I’m on The Button (TB) holding Ah-Jh with $25,000 in chips. The blinds are $250/$500 so I have 50 big blinds, a large stack according to The Poker Model. I’ll observe previous action before making my move.
Under The Gun (UTG) raises to $1,000 and the action folds to me. Ah-Jh is a call behind hand according to The Poker Model, a hand in which I will call one raise as long as I have over 20 big blinds in my stack. I make the call and both The Small Blind (TSB) and The Big Blind (TBB) fold. The hand moves to The Flop.
The Flop comes Ks-2c-Jc and my opponent checks. I must qualify my hand as good, bad, or mediocre. I have flopped second pair which qualifies as mediocre according to The Poker Model. With mediocre hands I’m not sure if I have the best hand and want to get to The River cheaply to find out. For this reason, I’ll check behind. The hand moves to The Turn.
The Turn is the Four of Spades and my opponent bets $1,500. This is a medium bet according to The Poker Model because it is between ⅓-⅔ of the pot. A medium bet can be made with a wide range of hands and I will continue to execute on my play as normal. A larger bet may induce a fold from me with a mediocre hand in this spot. Against this bet, I cannot fold my mediocre hand because there is still a chance that it is the best hand. If I call the bet of $1,500, then I am leaving myself vulnerable to a river bet that has momentum. The bet has momentum because he made a turn bet first and then would be following with a river bet. The effect of this momentum bet is that the pot becomes too large to manage and I may even have to go under the 20 big blind mark to call. This is usually done with a good hand or with a complete bluff. I do not want to be put in this uncertain position.

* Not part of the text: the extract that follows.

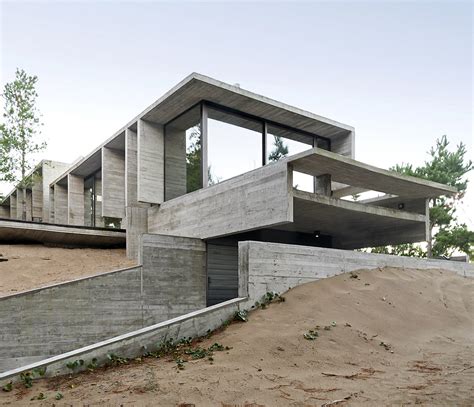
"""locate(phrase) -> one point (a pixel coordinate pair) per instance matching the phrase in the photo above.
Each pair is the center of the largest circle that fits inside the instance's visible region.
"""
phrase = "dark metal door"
(222, 273)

I choose to make a Turn Blocker Bet to slow him down. A Turn Blocker bet is a minimum raise in this spot. The bet will either force him to fold, call, or raise. If he folds, then I’ll win a nice pot with little risk. If he raises, then I can fold, assuming he has me beat and losing a small amount. If he calls, then I have taken away his ability to make a momentum river bet. I make The Turn Blocker Bet of $3,000.
My opponent calls The Turn Blocker Bet and we move to The River which is the Eight of Spades. Unexpectedly, he makes a $12,000 bet which is huge (over ⅔ pot) This bet is a red flag because it’s very large and out of character; it implies that The River card improved his hand tremendously. I’ll always fold if someone bets the river after my turn blocker bet, but a bet this size makes the fold even easier. I must treat this river bet as if he had raised my Turn Blocker Bet.
Keep in mind that I still got the information I needed to fold on The River and lost minimal chips to get this information. I had to think ahead and know that even an unconventional bet on The River had a similar meaning to a raise on the Turn. I had to wheel and deal to save some money.